USA: Cruising the Highways of the Southwest Deserts
You see the tumbleweed blowing across the endless desert highway as you stop at a tiny filling station. It’s so small that it comprises of a shack with just one pump, and a creaking old wind sail near by. To complete the scene as you pull up closer you see that little, frail old man in a rocking chair, squinting through wire-rimmed spectacles in the bright sunshine. “Where you come from, boy?” The setting is so stereotyped, you wonder whether it really does exist. My curiosity got the better of me as I got a flight over to San Francisco and drove in search of that desert highway. I hired a car and commenced a ten-day round trip across the Southwest States of America.
Four hours inland of the Bay Area, California rises up to the Sierra Nevada mountains, where I encountered Yosemite National Park, normally famed for having some of the highest waterfalls in North America. I’d arrived at the end of a long hot summer so they had dried up completely. Although the national park attracted a vast number of tourists in the main valley bottom, but as soon as I hit the trails above the valley on foot I got peace and quiet to admire spectacular panoramic views of famous hulks of granite such as the magnificent Half Dome. I was highly impressed with El Capitan, a 3000-foot rock sheer rock face, a spectacular sight at sundown.
On the edge of Yosemite National Park I survived a night of camping with the bears in the woods. Knowing I had hundreds of miles to drive, I swiftly packed my tent and drove over the crest of Tioga Pass, dropping down to Mono Lake. This is a most unusual setting on the border of Nevada. The waters’ edge is lined with spiky, soldier-like rock pinnacles known as “tufas”, all quite mysterious looking. Leaving the mountains behind I was finally blessed with that great stereotypical scene of the long straight highway into the desert. I studied the map and plotted a course across the entire State of Nevada, aiming for Utah. It was at this point in time that I made a schoolboy error of the greatest magnitude in by failing to tank up with gas at each given opportunity. I anticipated that every name on the map was supposed to denote a town. Well not quite, since the “towns” I drove through were not so much towns, not quite even villages. Some only consisted of maybe two houses, and no filling station run by an old man with wire-rimmed spectacles. The fuel gauge dropped to empty and the next so-called town was maybe fifty miles away. Worryingly, I’d not passed another car in the last three hours as scenes from the X-files entered my mind. I began to sweat even more in the baking Nevada desert, especially with the image of me spending the night in my tent on the roadside.

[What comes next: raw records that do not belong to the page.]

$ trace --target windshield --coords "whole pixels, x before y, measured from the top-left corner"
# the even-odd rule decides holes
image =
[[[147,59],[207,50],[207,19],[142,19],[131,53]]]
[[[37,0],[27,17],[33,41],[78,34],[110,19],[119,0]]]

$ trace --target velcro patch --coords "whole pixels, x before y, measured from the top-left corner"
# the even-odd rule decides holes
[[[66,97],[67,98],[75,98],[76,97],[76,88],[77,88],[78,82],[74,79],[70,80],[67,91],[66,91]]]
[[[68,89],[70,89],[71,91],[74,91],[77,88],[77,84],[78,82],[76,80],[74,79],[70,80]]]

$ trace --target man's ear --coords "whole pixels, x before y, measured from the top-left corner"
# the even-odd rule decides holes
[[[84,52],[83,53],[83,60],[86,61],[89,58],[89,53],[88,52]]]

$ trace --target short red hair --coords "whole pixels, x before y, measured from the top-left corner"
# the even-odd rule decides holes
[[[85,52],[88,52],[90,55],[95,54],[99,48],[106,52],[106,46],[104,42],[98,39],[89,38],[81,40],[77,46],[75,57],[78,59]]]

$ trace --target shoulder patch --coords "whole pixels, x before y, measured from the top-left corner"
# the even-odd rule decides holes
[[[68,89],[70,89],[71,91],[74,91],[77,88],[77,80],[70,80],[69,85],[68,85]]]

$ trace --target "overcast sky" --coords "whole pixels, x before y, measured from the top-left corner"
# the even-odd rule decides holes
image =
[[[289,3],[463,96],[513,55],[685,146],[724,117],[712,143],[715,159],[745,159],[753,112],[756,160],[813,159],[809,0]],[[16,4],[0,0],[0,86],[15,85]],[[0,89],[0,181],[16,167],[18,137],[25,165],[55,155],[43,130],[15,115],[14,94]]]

I trundled in to a hamlet called Rachel in Nevada, with a population of ninety and still no petrol station. The location is infamous for the sighting of UFOs and on arrival I instantly recalled it from a TV documentary which I’d seen only months earlier. The epicentre of the village was a bar aptly called the “Little Ale-Inn”. I somehow began to feel in quite a desperate state, marooned in UFO town with barely a drop of petrol. The bar owner, complete with baseball hat, mullet hair-cut and moustache kindly let me siphon off two gallons of petrol from his truck, provided I could find some piece of hose pipe lying about the place, which I eventually did. Since I was not familiar with the practice of siphoning petrol I swallowed about half a pint of it in the process, so I spoke like Barry White for the next three days.
I left Rachel, Nevada to the aliens and forty miles down the road I managed to tank up with gas. That night I lay under stars in Utah listening to the crickets chirping away, feeling most relieved I made it across the barren desert landscapes of Nevada. My romantic vision of “cruising down the highway” could have been close to me being “conked out by the highway”. Later in my road trip I was enthralled with the great national parks of Bryce Canyon and Zion in Utah. The finale lay in an awesome view of the Grand Canyon, and on my return to the Bay Area I made damn sure I crossed Death Valley with a full tank of gas.